Askerî darbeler Cumhuriyet tarihinin en önemli olaylarıdır. Birçok bileşeni mevcuttur. Askerî boyutuyla ön plana çıkmasına rağmen, iktisadî, siyasî ve daha da önemlisi ideolojik boyutlarıyla da belirgin bir mekaniğin çalışmasıyla ortaya çıkmışlardır.
Siyasal yapılarda, kamu kurumlarında gücün tekelleşmesi beraberinde müdahale, kontrol etme, yargılama ve cezalandırma fikrini geliştirir. Bu fikir genel yapılar içinde küçük grupların oluşmasına öncülük eder ve nihayetinde bu küçük grupların çalıştırdıkları darbe mekaniği devreye girer.
Amaçları ulvi sloganlarla belirgin hale gelir. “Laik Cumhuriyeti” kurtarmak ana slogandır. Darbeye teşebbüs edenlerin kimlikleri söylemi değiştirmez. Nitekim dinî değerleri yüceltme ve yayma misyonuyla “hizmet” ettiğini iddia eden ve sosyal ve siyasal kurumlarda çeteleşen “yeni nesil” benzer bir retorikle toplumsal hayata müdahale ederken seri cinayetleri bir film karesi gibi büyük perdeye yansıtmaktadır.
Totaliter eğitim sisteminden beslenen, kendi alt-totaliter dünya görüşünü buna göre oluşturan ve kendisini “hizmet hareketi” olarak lanse eden bu siyasal hareket büyük bir yok etme, katletme hareketine dönüştüğünün bilinciyle siyasal sistemi ele geçirmek için her türlü aracı kullanmayı meşru saymıştır.
Ahlâkî çerçevesi olmayan ve a moral karakterli bu hareket ve benzerlerinin yaratmakta oldukları travmayı atlatmak, tutarlı bir karşı koyuşu gerektirir. Bu çerçevede atılması gereken en önemli adım hakikat adına insanları öldürmeye kalkışan bu hareket mensuplarına gerçekten “ne yaptıklarını” hatırlatmak ve bunu defalarca tekrar etmek olmalıdır.
Açıkçası, belli bir mağduriyet literatüründen beslenen ve bunu dayanak yaparak toplum içinde maskelerle yaşayan “cemaat” mensuplarına yapılacak en büyük iyilik karşılarına geçerek maskelerini çıkarmalarını sağlamak ve kendilerine teslim olmalarına ön ayak olmaktır.

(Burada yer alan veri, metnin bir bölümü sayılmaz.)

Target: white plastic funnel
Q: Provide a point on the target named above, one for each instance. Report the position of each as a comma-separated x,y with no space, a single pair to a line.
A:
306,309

Söylenmesi gereken şudur: Ruhunuz çalınmıştır ve yüzünüze şeytanın maskesi takılmıştır. O halde ruhunuzu ele geçiren kötü gücü def etmek için size giydirilen maskelerden kurtulun!
Onlar için ve kendimiz için direnmeliyiz. Bilincimizi ve hayatımızı bulandıran totaliter fikirlerden arındırmalıyız zihnimizi. Hangi ideolojinin ve çetenin ya da örgütün canımıza, malımıza ve namusumuza kastettiğinin önemi yok. Hangi ad altında olursa olsun hayatımıza kasteden haysiyetsiz muhterisleri defetmenin yolu direnmekten geçer. Fikren ve ruhen direnmeliyiz. Bize vadettikleri sahte gerçeği elimizin tersiyle iterek ve uyguladıkları şiddete de elimizin tersiyle vurarak reddetmeliyiz.
Halkın hukukunu hiçe sayarak, bireylerin yaşam hakkını elinden alarak, meşru hükümeti zor yoluyla devirmeye çalışarak yarattıkları kaos zihnimizi daha da berraklaştırmaktadır. Onlar bizi göremeseler de biz onları görüyoruz, hem de çırılçıplak ve gerçek yüzlerini. Çok çirkinler, hakikati deforme ederek yüzlerine geçirdikleri maskenin arkasından kolayca yalan söylüyorlar. En sevdikleri oyuncakları ölüm! Nitekim kendileri ölmekteler.
Bireysel hayatımızı, doğal toplumsal düzeni, siyasî yapıyı bozan müdahaleci yapının ortadan kaldırılması elzemdir. Fakat bu yeterli olmayacaktır. Bu yapının tasfiyesiyle ortaya çıkacak boşluğu doldurmak isteyen başka zinde güçlerin ortaya çıkması muhtemeldir. Bunun önüne geçmek için yenilenmek gereklidir. Sağlam bir restorasyon başlatılarak özgürlüğü esas alan ve toplumun her kesimiyle diyaloğa geçerek yapılacak çalışmalar olumlu sonuçlar doğuracaktır. Kurulacak istişare mekanizmalarını bozmaya yönelik hareketler olabilir ama kazandığımız tecrübeyi kritik akılla birleştirerek gerçek bir senteze ulaşabiliriz.